Ve hala tüm resmi kanallardan, sosyal medyadan hatta mecliste verilen soru önergeleri ile dile getirdiğimiz çağrılarımızla ilettiğimiz sorularımıza, Çevre Şehircilik ve İklim Değişikliği bakanlığı cevap vermemekte, halkı bilgilendirme sorumluluğunu yerine getirmemekte ve suç işlemeye devam etmektedir. Yakın tarihteki bu ardarda yaşanan felaketleri göz önünde bulundurarak, sonuçları ölüm getiren vahşi madencilik ve yıkım projelerini, Kazdağları’nda ne pahasına olursa olsun istemiyoruz.

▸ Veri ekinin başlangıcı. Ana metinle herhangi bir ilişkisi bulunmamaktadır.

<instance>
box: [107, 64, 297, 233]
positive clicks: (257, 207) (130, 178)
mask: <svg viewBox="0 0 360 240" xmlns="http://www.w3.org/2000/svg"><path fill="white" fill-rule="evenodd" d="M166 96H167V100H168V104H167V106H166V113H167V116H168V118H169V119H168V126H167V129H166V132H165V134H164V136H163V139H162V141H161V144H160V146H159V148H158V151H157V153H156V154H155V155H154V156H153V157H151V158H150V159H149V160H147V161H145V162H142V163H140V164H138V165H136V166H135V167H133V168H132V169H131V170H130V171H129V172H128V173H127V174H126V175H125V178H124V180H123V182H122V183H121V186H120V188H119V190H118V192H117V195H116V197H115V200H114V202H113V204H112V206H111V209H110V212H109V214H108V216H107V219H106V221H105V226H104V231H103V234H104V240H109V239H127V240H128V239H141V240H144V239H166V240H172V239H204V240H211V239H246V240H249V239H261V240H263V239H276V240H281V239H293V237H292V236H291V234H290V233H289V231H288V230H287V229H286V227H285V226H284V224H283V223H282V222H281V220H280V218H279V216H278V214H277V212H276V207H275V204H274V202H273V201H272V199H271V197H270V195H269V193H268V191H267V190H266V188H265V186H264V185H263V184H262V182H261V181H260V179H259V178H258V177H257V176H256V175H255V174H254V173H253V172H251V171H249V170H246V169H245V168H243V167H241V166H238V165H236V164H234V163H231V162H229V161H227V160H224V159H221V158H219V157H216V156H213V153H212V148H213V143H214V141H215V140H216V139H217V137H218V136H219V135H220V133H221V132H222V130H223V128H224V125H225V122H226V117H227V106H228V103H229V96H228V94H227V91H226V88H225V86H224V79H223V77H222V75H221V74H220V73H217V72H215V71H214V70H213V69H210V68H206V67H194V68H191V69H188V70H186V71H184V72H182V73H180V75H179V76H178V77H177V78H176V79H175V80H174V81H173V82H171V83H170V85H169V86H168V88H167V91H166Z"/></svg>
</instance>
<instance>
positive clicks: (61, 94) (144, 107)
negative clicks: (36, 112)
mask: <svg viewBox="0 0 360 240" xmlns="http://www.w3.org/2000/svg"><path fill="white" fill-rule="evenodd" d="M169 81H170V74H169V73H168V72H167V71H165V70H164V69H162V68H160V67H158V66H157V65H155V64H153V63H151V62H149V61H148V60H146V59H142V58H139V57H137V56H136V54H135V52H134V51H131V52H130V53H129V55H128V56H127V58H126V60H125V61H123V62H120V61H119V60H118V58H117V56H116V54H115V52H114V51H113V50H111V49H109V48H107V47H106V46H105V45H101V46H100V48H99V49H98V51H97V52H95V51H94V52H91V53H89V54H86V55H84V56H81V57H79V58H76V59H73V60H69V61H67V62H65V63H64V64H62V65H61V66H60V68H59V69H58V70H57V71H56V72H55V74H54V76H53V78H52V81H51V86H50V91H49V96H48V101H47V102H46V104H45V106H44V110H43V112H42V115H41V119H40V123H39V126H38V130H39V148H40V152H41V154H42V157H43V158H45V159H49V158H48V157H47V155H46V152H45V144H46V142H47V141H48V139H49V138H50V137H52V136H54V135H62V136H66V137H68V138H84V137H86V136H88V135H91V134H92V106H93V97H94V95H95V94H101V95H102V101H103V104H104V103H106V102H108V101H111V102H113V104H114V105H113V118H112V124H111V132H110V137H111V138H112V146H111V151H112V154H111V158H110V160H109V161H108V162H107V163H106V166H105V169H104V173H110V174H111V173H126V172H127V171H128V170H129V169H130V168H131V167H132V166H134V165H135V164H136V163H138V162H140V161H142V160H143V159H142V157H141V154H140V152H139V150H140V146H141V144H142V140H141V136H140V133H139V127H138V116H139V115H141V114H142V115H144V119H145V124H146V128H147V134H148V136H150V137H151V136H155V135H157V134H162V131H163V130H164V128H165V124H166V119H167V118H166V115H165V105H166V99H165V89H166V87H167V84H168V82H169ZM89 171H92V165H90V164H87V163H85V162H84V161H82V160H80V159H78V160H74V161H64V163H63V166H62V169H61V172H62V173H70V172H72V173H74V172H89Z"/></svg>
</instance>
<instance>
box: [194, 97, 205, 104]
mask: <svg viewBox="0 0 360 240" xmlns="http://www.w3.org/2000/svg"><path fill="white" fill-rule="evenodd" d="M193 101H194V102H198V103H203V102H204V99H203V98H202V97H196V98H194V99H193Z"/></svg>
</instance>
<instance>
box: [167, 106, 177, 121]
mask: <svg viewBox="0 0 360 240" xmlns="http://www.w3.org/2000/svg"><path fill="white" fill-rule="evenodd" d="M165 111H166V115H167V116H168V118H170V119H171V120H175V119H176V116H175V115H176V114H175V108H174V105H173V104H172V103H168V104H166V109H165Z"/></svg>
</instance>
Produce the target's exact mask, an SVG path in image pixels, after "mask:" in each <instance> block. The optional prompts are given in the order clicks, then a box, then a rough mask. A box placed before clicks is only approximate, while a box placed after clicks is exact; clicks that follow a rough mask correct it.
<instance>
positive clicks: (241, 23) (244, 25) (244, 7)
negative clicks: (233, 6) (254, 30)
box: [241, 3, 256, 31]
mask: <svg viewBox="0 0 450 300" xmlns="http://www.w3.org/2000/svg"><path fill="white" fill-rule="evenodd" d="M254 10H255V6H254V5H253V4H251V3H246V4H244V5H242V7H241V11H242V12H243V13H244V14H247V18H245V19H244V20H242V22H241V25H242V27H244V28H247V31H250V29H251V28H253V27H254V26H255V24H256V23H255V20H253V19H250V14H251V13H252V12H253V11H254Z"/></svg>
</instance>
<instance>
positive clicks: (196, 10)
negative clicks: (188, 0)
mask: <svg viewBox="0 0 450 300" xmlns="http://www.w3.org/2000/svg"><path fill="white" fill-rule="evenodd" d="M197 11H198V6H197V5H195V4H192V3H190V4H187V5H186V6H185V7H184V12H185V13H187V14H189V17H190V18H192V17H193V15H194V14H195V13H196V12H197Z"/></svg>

Bu mücadelemiz Kirazlı’da sonuç verdi.
Siyanür çukurları, atık barajları kurulmadı, pek çok canlı ölümü ve daha fazla doğal yaşam alanının yok edilmesi önlendi.
Alamos Gold ve Doğu Biga Madencilik 13 Ekim 2021 tarihinde Kirazlı’dan tamamen tahliye edildi.
Ancak üstünden bir yıl geçmesine rağmen, sebep olunan zararlar, kanuni yaptırımları olmasına karşın, resmi olarak CİMER iletişim yolu ile “rehabilitasyon çalışmaları planlama dahilinde devam etmektedir” denildiği halde, Eko-Kırım sahasında hala hiç bir çalışma başlatılmamıştır.
350 bin ağacın katledildiği alan, katledilen ağaçların “bedeli olarak” tahsil edilen 5 milyon USD, saha çalışmaları sırasında peşinen tahsil edildiği halde, rehabilitasyon bütçesi varken neden başlamamaktadır?
Kamuoyu önünde, yani halkın, milyonlarca insanın önünde, Haluk Levent’e Tarım ve Orman bakanının verdiği söz neden tutulmamaktadır?
Neden Sayısız kez Orman Bakanlığı’na yaptığımız başvurulara ve sorularımıza, açık ve net yanıtlar alamıyoruz?
Buradan bir kez daha sesleniyoruz:
Kazdağları’nın kaybedecek vakti yok!
Orman Bakanlığı görevini yerine getirmeli, Eko-Kırım alanı olarak tarihe geçmiş Kirazlı maden sahası acilen bilimsel ve ekolojik yöntemlerle rehabilite edilmelidir.
Bu tarihi sorumluluk ilgili yasalarla da teminat altına alınmış bir yükümlülük ve zorunluluktur.
Bu konuda görevlerini yerine getirmeyen tüm ilgili ve sorumlu memurlar hakkında, yargı yoluyla hesap soracağımızdan ve bu konunun takipçisi olacağımızdan kimsenin şüphesi olmasın.
Yargı bazen yavaş işler ama mutlaka işler.
Yapılan tüm bu hukuksuz ve sorumsuz girişimleri kayıt altına alıyor, kararlılıkla takip etmeye devam ediyoruz.
Günü geldiğinde bağımsız mahkemelerde ve hukuk önünde mutlaka mutlaka hesaplaşacağız.
Kazdağları tamamen koruma altına alınana kadar ve ekoloji yıkımları durana kadar, bilim ve akıl ile ilkeli ve kararlı bir şekilde doğal yaşamı koruma ve yaşatma mücadelemize devam edeceğiz.”